KEY WORDS: Manila clam, Ruditapes philippinarum, 16S rRNA, real-time PCR, SYBR Green, larvae detection, larvae quantification

INTRODUCTION

The study of exploited bivalve populations is largely based on the analysis of production data, size structure, reproductive patterns, and genetic structure. These analyses involve census, recruitment monitoring and estimation of growth rate, condition index, gonadal maturation stages, spawning dates, mortality rate, and gene flow (Gosling 2003). However, studies involving crucial larval stages, both in wild and cultured populations, still remain largely inaccessible because of the difficulties experienced with identifying species reliably using microscopy, and with processing a large number of samples for quantifying planktonic larval distributions (Hare et al. 2000, Elizabeth & Cheryl 2002).

The application of rapid, species-specific, and high-throughput PCR-based methods for bivalve larvae detection have been reported only in a few cases. One example is the use of a multiplex PCR method to identify larvae from six commercially relevant species (Hare et al. 2000). Another example is the use of amplification of species-specific microsatellite alleles for identifying the European oyster, Ostrea edulis, larvae (Morgan & Rogers 2001). In the case of the Pacific oyster, Crassostrea virginica, larval detection was carried out using species-specific primers that flanked mitochondrial COX1 sequences (Patil et al. 2005). Detection of the golden mussel, Limnoperna fortunei, was likewise carried out using COX1 species-specific primers (Pie et al. 2006, Boeger et al. 2007). However, these methods do not provide an accurate quantification of larval number. There thus arose the need for detecting and quantifying bivalve larvae using real-time PCR as demonstrated in other marine invertebrates (Vadopalas et al. 2006). Therefore, a methodological approximation based on SYBR Green-based real-time PCR was used for quantifying the invasive golden mussel larvae (Endo et al. 2009).

The Pacific Manila clam, Ruditapes philippinarum (Adams & Reeve, 1850), was originally distributed throughout the subtropical and low boreal coasts of the Indo-Pacific basin. It is currently the most commercially relevant nonautochthonous cultured clam in Europe and in other parts of the world (FAO 2005).
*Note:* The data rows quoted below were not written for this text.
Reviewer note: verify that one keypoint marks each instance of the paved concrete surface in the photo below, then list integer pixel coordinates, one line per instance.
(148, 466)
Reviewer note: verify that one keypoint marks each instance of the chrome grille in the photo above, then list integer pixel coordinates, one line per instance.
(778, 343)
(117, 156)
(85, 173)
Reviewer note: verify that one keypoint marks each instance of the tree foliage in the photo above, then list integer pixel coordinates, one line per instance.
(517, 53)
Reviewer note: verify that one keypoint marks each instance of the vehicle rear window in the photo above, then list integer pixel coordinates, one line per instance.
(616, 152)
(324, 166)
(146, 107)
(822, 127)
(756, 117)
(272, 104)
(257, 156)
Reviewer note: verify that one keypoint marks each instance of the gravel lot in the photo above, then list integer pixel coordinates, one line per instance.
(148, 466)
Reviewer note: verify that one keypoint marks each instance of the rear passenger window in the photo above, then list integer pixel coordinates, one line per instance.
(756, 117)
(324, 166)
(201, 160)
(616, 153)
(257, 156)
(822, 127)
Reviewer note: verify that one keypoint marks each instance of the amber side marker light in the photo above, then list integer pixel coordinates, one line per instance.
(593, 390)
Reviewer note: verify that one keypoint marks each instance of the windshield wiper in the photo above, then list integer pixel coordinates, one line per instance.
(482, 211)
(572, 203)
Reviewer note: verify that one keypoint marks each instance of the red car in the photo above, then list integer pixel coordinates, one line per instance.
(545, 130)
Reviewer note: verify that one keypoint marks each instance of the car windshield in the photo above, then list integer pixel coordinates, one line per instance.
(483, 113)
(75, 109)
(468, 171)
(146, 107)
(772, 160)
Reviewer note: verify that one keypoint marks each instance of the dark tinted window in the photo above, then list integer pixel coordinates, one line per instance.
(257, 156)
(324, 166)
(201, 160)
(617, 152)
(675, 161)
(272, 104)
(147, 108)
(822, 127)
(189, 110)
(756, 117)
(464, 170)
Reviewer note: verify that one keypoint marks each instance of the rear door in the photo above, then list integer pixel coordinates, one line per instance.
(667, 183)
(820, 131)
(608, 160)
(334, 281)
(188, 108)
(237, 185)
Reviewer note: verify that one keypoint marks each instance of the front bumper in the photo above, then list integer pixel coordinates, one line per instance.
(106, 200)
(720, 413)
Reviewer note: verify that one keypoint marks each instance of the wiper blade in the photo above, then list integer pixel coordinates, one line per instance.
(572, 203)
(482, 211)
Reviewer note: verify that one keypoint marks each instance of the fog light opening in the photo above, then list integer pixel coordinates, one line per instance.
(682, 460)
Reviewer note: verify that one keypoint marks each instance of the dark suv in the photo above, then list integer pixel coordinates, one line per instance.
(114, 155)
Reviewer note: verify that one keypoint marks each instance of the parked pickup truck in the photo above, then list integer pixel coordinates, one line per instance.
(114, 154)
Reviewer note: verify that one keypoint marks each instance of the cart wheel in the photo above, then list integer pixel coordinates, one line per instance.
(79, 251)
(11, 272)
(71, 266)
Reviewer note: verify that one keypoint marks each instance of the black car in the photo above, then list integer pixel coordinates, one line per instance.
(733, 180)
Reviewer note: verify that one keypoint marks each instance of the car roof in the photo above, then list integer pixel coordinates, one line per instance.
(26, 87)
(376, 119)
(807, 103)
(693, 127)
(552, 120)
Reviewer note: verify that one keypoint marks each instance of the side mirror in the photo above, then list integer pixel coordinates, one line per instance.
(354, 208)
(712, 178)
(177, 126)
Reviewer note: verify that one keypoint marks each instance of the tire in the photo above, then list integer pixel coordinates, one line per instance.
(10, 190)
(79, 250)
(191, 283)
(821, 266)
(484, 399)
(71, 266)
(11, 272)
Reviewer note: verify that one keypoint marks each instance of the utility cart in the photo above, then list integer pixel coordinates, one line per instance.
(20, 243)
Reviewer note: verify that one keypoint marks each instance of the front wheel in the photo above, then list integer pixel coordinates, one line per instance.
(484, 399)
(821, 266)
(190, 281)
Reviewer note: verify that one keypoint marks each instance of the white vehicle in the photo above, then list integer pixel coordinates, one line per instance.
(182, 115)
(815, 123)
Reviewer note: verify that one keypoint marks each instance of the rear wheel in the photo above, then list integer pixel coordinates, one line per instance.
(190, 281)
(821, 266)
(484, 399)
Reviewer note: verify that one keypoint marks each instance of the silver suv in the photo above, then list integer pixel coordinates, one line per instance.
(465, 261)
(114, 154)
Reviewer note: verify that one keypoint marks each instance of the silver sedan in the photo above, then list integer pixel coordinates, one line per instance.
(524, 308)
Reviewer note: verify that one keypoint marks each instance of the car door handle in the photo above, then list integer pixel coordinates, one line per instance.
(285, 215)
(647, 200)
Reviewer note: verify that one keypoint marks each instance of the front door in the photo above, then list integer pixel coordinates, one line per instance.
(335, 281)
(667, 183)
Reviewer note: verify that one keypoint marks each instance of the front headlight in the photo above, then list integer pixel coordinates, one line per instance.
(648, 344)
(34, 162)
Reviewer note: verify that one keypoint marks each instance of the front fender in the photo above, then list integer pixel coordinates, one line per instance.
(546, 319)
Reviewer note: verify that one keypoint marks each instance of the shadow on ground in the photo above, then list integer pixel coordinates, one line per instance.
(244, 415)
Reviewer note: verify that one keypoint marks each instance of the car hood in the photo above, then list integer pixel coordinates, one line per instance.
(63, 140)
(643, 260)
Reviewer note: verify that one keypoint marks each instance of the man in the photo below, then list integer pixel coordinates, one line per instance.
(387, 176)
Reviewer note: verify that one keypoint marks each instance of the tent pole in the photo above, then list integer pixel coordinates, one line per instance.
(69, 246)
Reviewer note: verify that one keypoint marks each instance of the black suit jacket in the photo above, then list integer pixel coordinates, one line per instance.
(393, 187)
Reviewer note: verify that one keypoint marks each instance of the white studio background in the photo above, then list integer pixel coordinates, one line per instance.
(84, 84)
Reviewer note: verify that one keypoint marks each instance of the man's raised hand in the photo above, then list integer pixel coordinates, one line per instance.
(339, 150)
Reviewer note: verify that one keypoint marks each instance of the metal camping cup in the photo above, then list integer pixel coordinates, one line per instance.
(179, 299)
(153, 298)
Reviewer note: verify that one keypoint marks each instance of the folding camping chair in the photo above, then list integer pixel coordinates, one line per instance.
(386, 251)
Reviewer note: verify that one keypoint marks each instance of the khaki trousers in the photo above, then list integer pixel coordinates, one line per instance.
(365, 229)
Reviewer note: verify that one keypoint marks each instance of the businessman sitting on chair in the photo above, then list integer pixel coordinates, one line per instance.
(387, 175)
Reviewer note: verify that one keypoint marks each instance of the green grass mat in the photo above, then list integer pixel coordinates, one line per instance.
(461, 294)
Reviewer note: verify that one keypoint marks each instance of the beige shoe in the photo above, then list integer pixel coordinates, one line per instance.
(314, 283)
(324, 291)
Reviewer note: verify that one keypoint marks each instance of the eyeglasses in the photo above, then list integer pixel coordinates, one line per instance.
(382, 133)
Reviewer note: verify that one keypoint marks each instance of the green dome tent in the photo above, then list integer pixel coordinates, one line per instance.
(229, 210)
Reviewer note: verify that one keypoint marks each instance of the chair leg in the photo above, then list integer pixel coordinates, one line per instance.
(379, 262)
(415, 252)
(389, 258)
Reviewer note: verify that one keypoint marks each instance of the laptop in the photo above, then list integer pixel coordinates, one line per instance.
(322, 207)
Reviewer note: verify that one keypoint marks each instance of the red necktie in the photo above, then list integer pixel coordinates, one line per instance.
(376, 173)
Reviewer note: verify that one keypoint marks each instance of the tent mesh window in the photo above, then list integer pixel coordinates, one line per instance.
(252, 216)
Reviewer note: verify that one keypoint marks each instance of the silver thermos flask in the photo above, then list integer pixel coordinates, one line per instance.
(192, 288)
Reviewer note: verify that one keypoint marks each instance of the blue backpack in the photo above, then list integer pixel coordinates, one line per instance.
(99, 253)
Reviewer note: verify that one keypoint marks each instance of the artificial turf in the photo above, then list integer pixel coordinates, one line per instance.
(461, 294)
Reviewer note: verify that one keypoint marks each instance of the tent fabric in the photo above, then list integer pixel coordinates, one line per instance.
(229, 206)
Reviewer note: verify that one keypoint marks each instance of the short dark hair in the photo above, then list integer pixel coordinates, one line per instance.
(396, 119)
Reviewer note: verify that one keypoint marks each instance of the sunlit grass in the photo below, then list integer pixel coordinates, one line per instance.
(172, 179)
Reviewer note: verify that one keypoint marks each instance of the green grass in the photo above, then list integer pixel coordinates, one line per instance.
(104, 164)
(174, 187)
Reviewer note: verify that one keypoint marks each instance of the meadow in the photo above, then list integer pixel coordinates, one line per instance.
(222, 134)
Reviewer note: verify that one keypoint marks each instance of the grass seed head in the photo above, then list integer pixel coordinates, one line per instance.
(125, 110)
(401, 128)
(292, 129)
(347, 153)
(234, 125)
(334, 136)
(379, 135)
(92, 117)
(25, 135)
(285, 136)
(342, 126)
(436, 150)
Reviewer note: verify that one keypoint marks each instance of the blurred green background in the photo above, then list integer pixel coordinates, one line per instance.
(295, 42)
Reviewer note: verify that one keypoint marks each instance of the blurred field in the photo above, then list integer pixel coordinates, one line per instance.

The Manila clam's habitat adaptability, fast growth, high productivity, and disease resistance are characteristics that are quite suitable for clam aquaculture and favor survival success of accidental introductions in diverse worldwide coastal areas (Gosling 2003). This has led to the Manila clam's wide distribution outside its original range--along the northeast Pacific, North Atlantic, and Mediterranean coasts--which has given rise to naturalized populations that are now available for exploitation (Jensen et al. 2004). This species shows an unusual double uniparental inheritance (DUI) of mitochondrial DNA (mtDNA), that results in heteroplasmic F and M types of mtDNA (Passamonti & Scali 2001).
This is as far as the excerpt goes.